JT / You are working on a new book. Tell me about it.

TW / It’s an intellectual history of communications systems in the United States. It’s the story of the 20th-century birth of film, radio, the telephone, and the laws and ideas that shape what the media becomes.

Very roughly, these media are born into chaos, and then become highly concentrated empires by the 1930s—in line with the economic principles dominant in those times. That lasts until the 1970s, when the first attacks come from things like cable television, and then all hell breaks loose in the 1990s and 2000s.

JT / Is it your view that technology caused the communications networks to be built the way they were, or were they more an act of will by the people who were running them?
 
TW / That’s the central puzzle in the book. Is it destiny, or is it our ideas that shape the future?
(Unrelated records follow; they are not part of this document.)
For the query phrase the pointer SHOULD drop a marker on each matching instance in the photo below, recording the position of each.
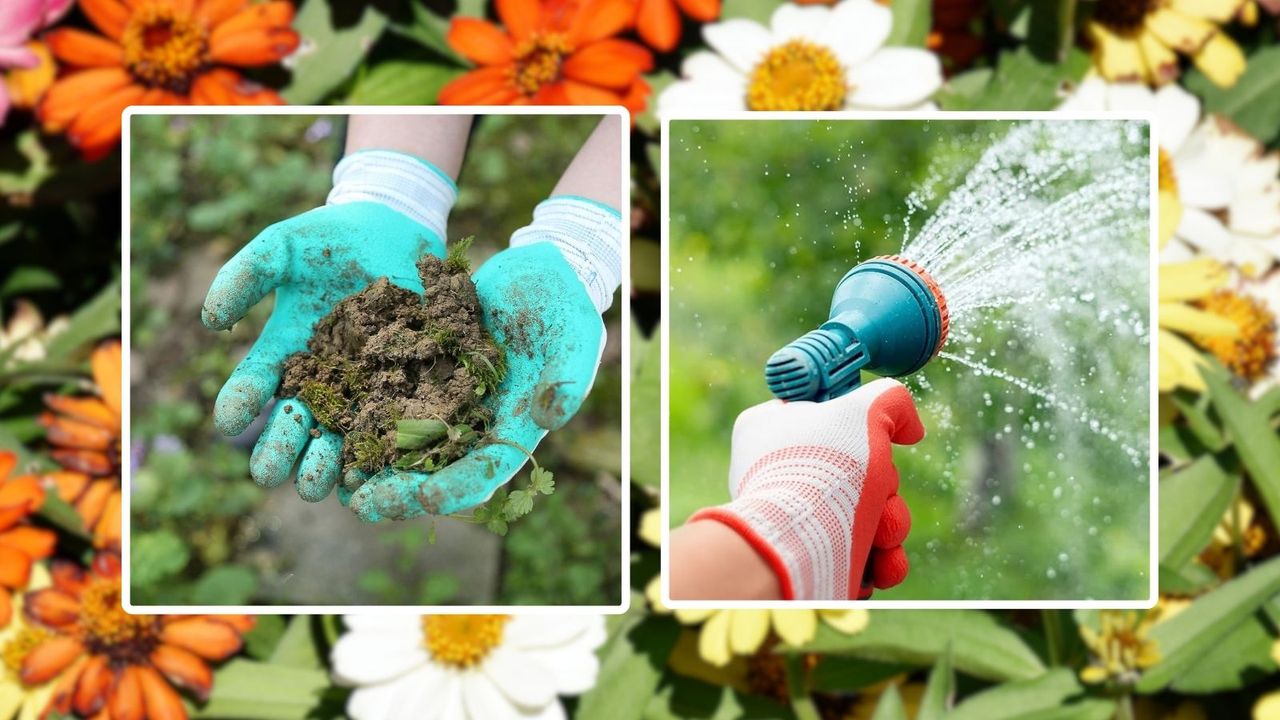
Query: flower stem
(798, 688)
(1052, 636)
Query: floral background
(1210, 69)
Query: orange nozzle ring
(933, 287)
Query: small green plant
(457, 256)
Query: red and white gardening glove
(816, 491)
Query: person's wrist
(589, 237)
(402, 182)
(740, 516)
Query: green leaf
(1192, 633)
(912, 21)
(1020, 81)
(1256, 442)
(1240, 659)
(940, 691)
(329, 53)
(645, 383)
(631, 665)
(263, 639)
(1187, 580)
(255, 691)
(225, 584)
(1253, 101)
(415, 434)
(519, 504)
(402, 82)
(540, 479)
(429, 28)
(981, 645)
(1018, 700)
(1192, 502)
(298, 646)
(27, 278)
(155, 556)
(97, 318)
(890, 706)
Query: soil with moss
(385, 358)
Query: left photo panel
(374, 359)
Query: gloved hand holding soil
(401, 377)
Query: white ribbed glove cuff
(589, 236)
(402, 182)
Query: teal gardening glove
(385, 210)
(542, 301)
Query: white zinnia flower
(809, 58)
(1228, 192)
(465, 666)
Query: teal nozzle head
(887, 315)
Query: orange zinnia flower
(658, 21)
(160, 53)
(21, 545)
(86, 437)
(551, 53)
(106, 659)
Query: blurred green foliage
(766, 218)
(202, 532)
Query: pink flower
(19, 19)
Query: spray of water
(1041, 254)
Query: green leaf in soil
(890, 706)
(332, 46)
(912, 19)
(631, 665)
(1192, 502)
(256, 691)
(1249, 428)
(940, 689)
(1240, 659)
(401, 82)
(1011, 701)
(1253, 101)
(981, 645)
(415, 434)
(1020, 81)
(1188, 636)
(156, 556)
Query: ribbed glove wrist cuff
(402, 182)
(589, 236)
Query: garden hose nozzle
(887, 315)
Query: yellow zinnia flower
(18, 700)
(1182, 283)
(726, 633)
(1139, 40)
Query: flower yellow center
(163, 48)
(21, 646)
(538, 62)
(108, 629)
(462, 641)
(1255, 347)
(1124, 17)
(798, 76)
(1168, 180)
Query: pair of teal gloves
(385, 212)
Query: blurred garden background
(1010, 497)
(201, 188)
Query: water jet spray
(887, 315)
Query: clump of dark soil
(402, 377)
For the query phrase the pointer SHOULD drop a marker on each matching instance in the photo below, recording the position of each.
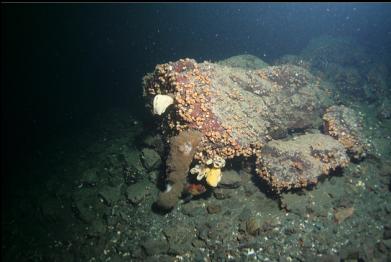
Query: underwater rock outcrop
(301, 161)
(238, 111)
(345, 125)
(182, 150)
I am firmly of the view that the ideas drive the history of the media—that the technology made it easier, but that the ideologies of the time shape the way Americans end up communicating.

You can see this clearly in the 1920s and ’30s. That is an age where centralized systems are seen as the ideal—whether the Ford Motor Company, or the planned economy of the Soviet Union. The thinking is that you really have to consolidate everything and plan things from the center. The Bell System—a government-supported monopoly—becomes the perfect, shining example of what a centrally controlled communications system looked like.

I think that what people see as the future has an enormous influence on what they design in the present. The future was to be one of perfect, centralized corporations and even economies, and so we built our media in that image.
 
JT / I’m particularly interested in your take on the phone model.

TW / In the book, I say that a country’s communications system varies by being more or less centralized—that’s one of the central themes. What you’re calling the “phone model” is the Bell System, one of the most centralized systems of mass communications ever designed. It is exceeded, however, by the network TV and radio models at their height. At its high point, in the mid-1950s, for instance, 83 percent of American TV households were tuned into an episode of The Ed Sullivan Show. Even Barack Obama or the Super Bowl cannot match that. 
 
JT / And what caused that model to break down?
 
TW / I think it’s the same things that caused the socialist state to break down, and some of what caused some of the welfare state to break down, and the same things that caused a lot of giant U.S. companies to run into trouble. The truth is that you lose as well as gain with massive centralization. Friedrich Hayek, the economist, understood this best: When decisions are made from the center, you lose the benefits of local information.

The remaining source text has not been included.